Казалось, Прасковья задремала. Устинья сидела молча. Ни в силах разуметь бред это, или правда. Жизнь, каких только чудес не бывает. И выглянула в окно, на Татьянин тополь.
Лицо Прасковьи разгладилось. Сделалось белым, чуть тронутым румянцем. Устинья смотрела на мать и не узнавала. Та будто помолодела. Только странная неподвижность появилась в нем.
— Морозовы мы, слышь, Устишка, Морозовы…
Дыханье Прасковьи прервалось, и чуть погодя легкий хрип вырвался из побелевших губ.
Ни двинуться с места, ни заплакать Устинья не могла.

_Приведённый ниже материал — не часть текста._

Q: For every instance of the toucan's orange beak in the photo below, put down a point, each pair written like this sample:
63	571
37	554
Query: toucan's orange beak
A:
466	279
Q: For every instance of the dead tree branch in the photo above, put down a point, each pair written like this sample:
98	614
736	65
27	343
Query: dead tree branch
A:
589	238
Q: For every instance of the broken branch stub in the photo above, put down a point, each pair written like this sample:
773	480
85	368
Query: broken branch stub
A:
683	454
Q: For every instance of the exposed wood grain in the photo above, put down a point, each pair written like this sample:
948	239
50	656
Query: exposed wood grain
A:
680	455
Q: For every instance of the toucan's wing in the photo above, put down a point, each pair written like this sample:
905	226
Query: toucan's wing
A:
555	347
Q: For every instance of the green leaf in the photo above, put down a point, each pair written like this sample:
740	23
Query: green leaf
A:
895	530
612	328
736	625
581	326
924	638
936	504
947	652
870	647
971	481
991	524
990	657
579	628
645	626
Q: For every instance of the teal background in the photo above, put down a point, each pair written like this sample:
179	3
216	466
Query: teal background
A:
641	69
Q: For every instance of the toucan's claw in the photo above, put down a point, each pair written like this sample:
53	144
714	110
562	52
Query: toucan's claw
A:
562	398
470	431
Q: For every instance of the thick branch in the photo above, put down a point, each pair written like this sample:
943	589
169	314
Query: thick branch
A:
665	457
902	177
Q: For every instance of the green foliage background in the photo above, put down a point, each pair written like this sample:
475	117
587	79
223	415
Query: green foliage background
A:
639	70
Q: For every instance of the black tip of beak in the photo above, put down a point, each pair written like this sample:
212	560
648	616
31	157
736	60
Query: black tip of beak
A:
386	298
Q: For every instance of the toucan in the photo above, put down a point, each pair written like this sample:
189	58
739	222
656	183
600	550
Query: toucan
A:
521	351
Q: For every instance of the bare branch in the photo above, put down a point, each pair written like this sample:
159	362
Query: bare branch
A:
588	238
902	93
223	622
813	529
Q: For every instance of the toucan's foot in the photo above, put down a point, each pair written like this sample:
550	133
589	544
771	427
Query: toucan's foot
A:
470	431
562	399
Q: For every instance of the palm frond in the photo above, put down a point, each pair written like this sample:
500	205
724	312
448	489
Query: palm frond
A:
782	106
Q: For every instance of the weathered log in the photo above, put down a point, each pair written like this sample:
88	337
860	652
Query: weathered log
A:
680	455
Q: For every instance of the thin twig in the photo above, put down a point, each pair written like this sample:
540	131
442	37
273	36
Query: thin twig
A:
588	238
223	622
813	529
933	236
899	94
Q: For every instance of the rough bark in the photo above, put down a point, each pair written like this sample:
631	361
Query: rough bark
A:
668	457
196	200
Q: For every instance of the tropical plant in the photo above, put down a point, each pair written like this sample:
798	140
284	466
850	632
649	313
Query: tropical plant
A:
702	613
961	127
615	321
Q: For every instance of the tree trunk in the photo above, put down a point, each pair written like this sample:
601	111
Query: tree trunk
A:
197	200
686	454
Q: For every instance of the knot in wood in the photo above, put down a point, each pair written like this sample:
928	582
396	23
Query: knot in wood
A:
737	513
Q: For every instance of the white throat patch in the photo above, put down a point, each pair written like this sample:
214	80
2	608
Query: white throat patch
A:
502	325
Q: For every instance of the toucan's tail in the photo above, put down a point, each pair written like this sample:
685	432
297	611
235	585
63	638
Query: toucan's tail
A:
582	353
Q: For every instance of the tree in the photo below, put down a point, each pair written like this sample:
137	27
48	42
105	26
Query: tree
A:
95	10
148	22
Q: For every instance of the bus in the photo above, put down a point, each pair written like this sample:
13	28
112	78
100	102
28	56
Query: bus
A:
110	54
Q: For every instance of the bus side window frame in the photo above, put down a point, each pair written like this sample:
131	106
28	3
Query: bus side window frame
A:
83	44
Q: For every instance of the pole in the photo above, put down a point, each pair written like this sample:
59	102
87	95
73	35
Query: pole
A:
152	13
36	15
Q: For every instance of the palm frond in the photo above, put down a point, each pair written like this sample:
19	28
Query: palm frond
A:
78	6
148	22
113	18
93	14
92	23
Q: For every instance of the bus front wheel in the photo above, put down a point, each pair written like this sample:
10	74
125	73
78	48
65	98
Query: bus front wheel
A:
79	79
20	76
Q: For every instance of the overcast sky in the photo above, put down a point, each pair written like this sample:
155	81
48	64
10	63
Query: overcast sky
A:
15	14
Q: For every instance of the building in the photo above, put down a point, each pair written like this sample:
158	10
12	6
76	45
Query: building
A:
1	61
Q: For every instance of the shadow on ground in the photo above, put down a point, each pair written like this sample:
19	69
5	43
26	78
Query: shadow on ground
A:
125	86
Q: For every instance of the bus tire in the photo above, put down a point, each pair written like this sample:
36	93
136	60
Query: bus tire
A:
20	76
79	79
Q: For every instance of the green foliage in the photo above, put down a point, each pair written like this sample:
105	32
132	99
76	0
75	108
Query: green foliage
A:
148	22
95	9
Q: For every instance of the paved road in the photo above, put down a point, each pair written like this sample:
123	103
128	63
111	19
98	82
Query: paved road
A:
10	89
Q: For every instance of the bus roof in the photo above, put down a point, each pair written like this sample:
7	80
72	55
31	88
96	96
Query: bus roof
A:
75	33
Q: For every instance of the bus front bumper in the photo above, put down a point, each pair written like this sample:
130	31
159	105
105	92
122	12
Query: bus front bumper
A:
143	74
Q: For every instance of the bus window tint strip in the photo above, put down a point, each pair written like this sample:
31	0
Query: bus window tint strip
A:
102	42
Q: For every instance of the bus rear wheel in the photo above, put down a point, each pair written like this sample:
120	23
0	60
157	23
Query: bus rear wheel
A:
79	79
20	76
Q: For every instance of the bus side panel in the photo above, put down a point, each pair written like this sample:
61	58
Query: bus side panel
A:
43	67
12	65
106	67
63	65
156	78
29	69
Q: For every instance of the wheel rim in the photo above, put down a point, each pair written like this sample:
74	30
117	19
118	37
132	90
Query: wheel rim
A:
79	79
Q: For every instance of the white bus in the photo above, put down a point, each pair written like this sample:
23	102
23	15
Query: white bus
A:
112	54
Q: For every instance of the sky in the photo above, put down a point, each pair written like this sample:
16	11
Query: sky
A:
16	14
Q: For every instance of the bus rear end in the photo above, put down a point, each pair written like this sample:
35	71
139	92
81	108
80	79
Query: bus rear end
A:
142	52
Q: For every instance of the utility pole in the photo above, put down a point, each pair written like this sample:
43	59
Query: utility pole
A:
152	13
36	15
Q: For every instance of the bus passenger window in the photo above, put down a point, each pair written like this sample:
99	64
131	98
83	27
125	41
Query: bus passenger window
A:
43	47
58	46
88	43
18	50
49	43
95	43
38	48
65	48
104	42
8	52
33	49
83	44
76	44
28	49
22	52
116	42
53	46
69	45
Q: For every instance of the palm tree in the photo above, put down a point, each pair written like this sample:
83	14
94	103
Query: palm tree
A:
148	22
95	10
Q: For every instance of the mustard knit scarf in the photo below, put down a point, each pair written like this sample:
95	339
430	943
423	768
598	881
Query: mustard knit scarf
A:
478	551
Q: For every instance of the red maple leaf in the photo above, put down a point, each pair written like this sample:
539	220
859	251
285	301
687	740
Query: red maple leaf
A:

Сидела как окаменевшая, сжав обе руки в один кулак. И не вдохнуть, не выдохнуть. Ком встрял в горле. Дотянулась до материнской кружки. Сделала глоток, а он сквозь горло не проходит. Так и сидела, то ли воздух, то ли воду глотая.
Похоронили Прасковью по всем правилам. Иван с Ильей расстарались, оркестр добыли. Блестели медные трубы. Пятеро музыкантов вынимали душу не только у Устиньи, а у всего барака. Похоронили её в одной могилке с внучкой, которую при жизни она и не видела. Рассудив, что с бабушкой-то им вместе лучше будет.